- The Balladeer: That's Bo and Luke Duke. And from the way they're duded up, they got something cooking. And you know it ain't girls, 'cause it's still daylight.
- Luke Duke: Hey, beats going back empty-handed, don't it?
- Bo Duke: Yeah, and you can even stay with us. That way you can watch our every move.
- Uncle Jesse: And you can sleep with Daisy.
- Roxanne Huntley: [eyes narrowed] Your dog?
- Uncle Jesse: Oh, no.
- Bo Duke: Nah, Daisy's our cousin. She's a girl too.
- Roxanne Huntley: Look, all I know is, you're making moonshine and I've got orders to nail you. I'm gonna bird-dog you till I do.

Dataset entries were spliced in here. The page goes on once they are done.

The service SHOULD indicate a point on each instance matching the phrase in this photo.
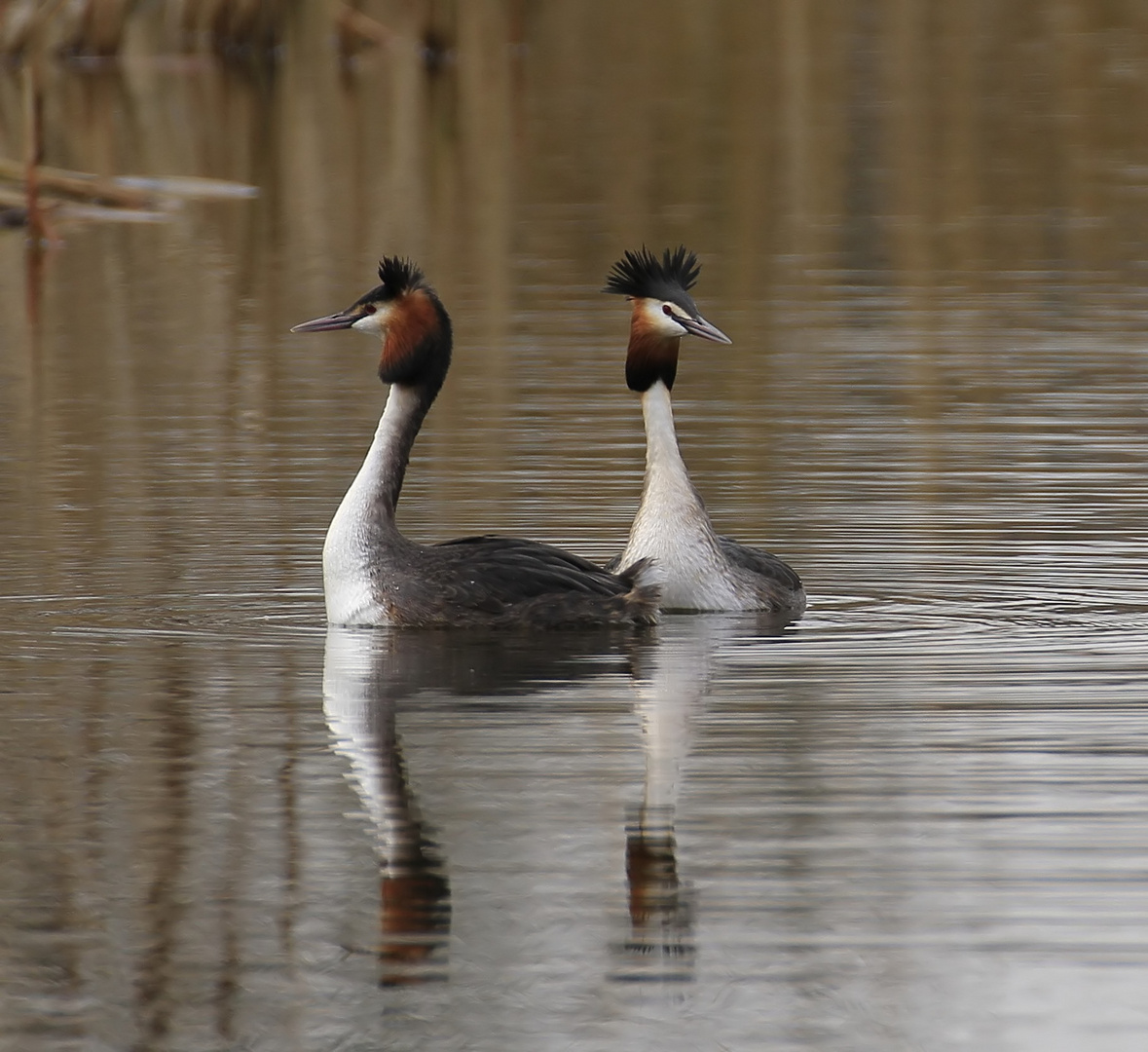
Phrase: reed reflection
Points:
(367, 674)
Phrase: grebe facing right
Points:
(374, 576)
(697, 569)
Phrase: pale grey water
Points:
(916, 820)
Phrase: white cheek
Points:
(371, 324)
(659, 321)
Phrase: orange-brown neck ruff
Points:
(651, 355)
(417, 347)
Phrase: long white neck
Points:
(363, 534)
(665, 467)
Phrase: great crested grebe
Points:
(374, 576)
(697, 569)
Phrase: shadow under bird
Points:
(374, 576)
(696, 569)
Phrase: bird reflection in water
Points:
(415, 893)
(367, 673)
(671, 680)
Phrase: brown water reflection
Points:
(917, 820)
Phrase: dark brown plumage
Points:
(374, 576)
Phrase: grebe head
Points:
(664, 312)
(405, 313)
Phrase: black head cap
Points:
(643, 276)
(397, 276)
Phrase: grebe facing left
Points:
(374, 576)
(697, 569)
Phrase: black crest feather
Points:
(398, 276)
(643, 276)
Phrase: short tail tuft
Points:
(646, 591)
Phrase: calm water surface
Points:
(916, 820)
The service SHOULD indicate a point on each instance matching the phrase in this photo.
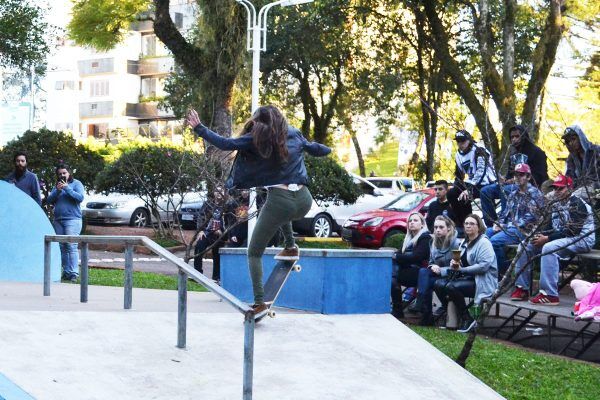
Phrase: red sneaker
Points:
(542, 299)
(519, 294)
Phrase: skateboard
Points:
(274, 284)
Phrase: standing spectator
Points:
(445, 239)
(66, 198)
(474, 170)
(440, 206)
(475, 275)
(271, 154)
(525, 203)
(413, 256)
(212, 224)
(572, 232)
(522, 150)
(583, 162)
(24, 179)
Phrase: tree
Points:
(211, 58)
(45, 149)
(23, 32)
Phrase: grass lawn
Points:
(146, 280)
(518, 374)
(383, 160)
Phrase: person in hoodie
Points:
(474, 170)
(522, 150)
(408, 260)
(583, 162)
(66, 198)
(445, 239)
(571, 232)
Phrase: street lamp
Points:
(256, 41)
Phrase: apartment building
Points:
(110, 95)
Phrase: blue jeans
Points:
(501, 239)
(68, 251)
(550, 262)
(488, 195)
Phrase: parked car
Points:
(117, 208)
(393, 184)
(371, 228)
(325, 219)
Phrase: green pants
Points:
(281, 208)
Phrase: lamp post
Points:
(256, 41)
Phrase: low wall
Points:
(331, 281)
(23, 225)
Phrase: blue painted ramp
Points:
(23, 225)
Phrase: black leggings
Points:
(455, 290)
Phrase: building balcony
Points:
(96, 109)
(150, 66)
(146, 111)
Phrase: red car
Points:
(371, 228)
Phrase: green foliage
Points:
(518, 373)
(23, 32)
(45, 149)
(102, 24)
(329, 181)
(395, 241)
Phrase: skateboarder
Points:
(271, 156)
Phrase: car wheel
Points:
(140, 218)
(321, 226)
(389, 234)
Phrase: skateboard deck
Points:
(275, 283)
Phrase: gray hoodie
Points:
(584, 171)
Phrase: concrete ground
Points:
(57, 348)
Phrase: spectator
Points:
(66, 198)
(24, 179)
(440, 206)
(525, 203)
(571, 232)
(475, 275)
(272, 155)
(413, 256)
(474, 170)
(583, 162)
(445, 239)
(522, 150)
(211, 234)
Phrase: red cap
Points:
(523, 168)
(562, 181)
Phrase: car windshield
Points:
(406, 202)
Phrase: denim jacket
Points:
(251, 170)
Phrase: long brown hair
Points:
(269, 129)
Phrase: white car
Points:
(117, 208)
(322, 220)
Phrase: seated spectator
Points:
(525, 203)
(522, 150)
(475, 275)
(445, 239)
(571, 232)
(474, 170)
(413, 255)
(440, 206)
(583, 162)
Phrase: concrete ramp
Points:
(132, 355)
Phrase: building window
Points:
(98, 88)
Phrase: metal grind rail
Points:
(185, 272)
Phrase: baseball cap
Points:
(462, 135)
(523, 168)
(562, 181)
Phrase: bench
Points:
(524, 313)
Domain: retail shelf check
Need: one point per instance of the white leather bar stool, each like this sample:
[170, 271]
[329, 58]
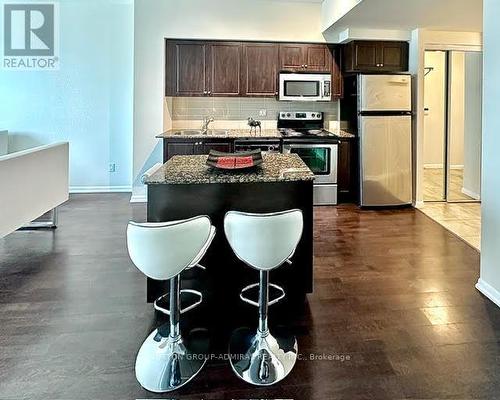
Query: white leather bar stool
[264, 242]
[162, 251]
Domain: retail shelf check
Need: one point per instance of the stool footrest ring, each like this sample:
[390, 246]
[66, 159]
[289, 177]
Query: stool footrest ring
[255, 303]
[183, 310]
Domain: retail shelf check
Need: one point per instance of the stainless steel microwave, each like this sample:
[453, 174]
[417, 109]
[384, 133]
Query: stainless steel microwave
[305, 87]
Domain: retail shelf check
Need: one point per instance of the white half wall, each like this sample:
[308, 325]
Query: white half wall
[156, 20]
[489, 282]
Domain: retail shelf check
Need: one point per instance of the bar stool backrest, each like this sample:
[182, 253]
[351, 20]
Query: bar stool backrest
[163, 250]
[264, 241]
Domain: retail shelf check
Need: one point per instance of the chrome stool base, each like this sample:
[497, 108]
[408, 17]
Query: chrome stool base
[262, 360]
[164, 364]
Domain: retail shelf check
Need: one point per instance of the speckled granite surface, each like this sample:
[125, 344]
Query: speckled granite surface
[193, 170]
[231, 133]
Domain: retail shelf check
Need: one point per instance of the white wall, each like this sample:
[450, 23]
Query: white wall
[489, 282]
[472, 122]
[156, 20]
[88, 102]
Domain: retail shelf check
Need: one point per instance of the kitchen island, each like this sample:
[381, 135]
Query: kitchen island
[185, 187]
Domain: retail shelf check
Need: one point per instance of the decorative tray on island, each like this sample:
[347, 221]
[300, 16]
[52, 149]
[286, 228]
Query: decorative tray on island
[234, 161]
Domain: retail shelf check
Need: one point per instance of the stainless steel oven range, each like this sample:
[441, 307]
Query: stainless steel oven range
[303, 134]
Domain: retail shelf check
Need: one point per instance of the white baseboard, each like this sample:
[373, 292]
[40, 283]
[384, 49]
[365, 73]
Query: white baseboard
[472, 194]
[139, 194]
[100, 189]
[489, 291]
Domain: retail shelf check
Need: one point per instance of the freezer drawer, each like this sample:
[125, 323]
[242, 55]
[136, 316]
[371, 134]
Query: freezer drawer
[384, 93]
[386, 160]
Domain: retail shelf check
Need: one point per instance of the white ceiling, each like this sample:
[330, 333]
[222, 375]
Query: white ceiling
[453, 15]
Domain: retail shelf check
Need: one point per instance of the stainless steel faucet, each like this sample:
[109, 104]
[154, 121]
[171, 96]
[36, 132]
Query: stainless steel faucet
[206, 122]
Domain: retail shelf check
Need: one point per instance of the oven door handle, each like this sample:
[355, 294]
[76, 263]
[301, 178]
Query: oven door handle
[310, 146]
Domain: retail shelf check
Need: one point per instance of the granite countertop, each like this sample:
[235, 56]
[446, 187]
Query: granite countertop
[221, 133]
[238, 134]
[193, 170]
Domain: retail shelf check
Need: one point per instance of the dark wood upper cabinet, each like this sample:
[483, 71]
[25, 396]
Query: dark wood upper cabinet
[292, 57]
[223, 65]
[305, 57]
[205, 148]
[186, 68]
[368, 56]
[259, 69]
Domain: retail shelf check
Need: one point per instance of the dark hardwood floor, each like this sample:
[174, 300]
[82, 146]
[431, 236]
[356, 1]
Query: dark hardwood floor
[394, 304]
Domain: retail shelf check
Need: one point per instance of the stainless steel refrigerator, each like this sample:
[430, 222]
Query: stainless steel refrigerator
[385, 137]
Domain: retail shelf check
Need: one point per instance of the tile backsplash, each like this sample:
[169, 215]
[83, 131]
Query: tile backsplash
[186, 111]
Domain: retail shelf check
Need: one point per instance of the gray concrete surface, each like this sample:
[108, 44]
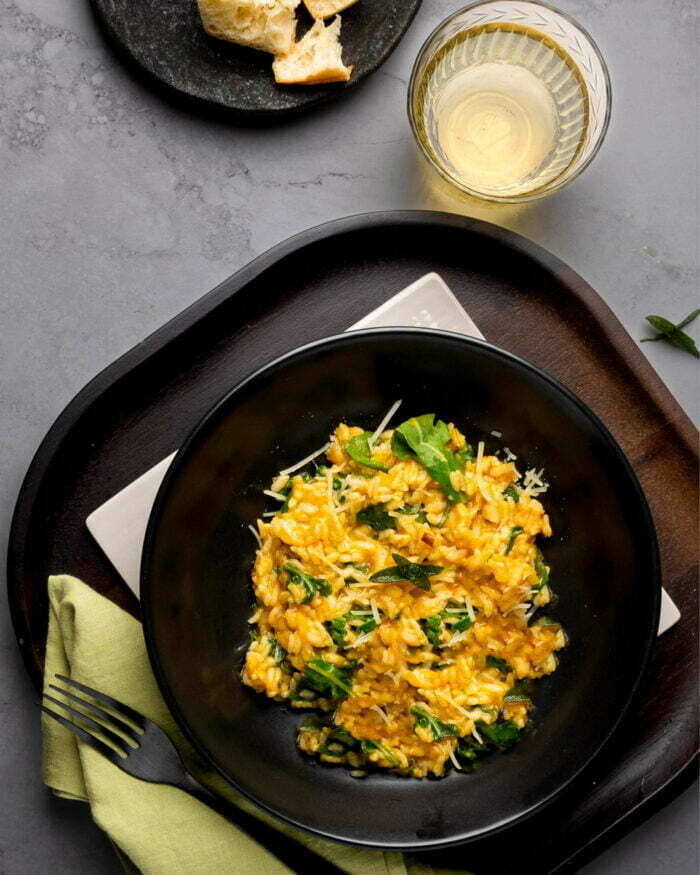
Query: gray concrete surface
[117, 211]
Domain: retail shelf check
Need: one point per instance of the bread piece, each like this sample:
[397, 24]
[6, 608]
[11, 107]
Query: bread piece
[315, 59]
[267, 25]
[326, 8]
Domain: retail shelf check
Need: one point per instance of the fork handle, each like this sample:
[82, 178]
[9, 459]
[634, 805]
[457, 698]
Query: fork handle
[297, 857]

- Luke Duke: With no liquor, you've got no case.
- Bo Duke: [when the revenue lady comes to, the Dukes are told they're under arrest] Well, what's the charge?
- Roxanne Huntley: Making illegal whiskey.
- Cooter: Oh? Where's the evidence?
- Uncle Jesse: [as Roxanne looks around in vain] Your evidence is... gone with the wind, ma'am.
- Bo Duke: Now that's catchy.
- Roxanne Huntley: Now, listen, you swore to me you'd quit moonshining.
- Bo Duke: We ain't making moonshine. We're making fuel.
- Roxanne Huntley: Fuel?
- Bo Duke: Yeah, well, fuel to help stop air pollution.
- Roxanne Huntley: [smiles] I was warned you Dukes would have some pretty weird excuses.
- Luke Duke: No, no, no, there's a poster in the courthouse. A contest for a non-pollutant fuel substitute. So we're enterin' some of Jesse's finest.
- Roxanne Huntley: Does it work?
- Cooter: It knocked you on your fanny, didn't it?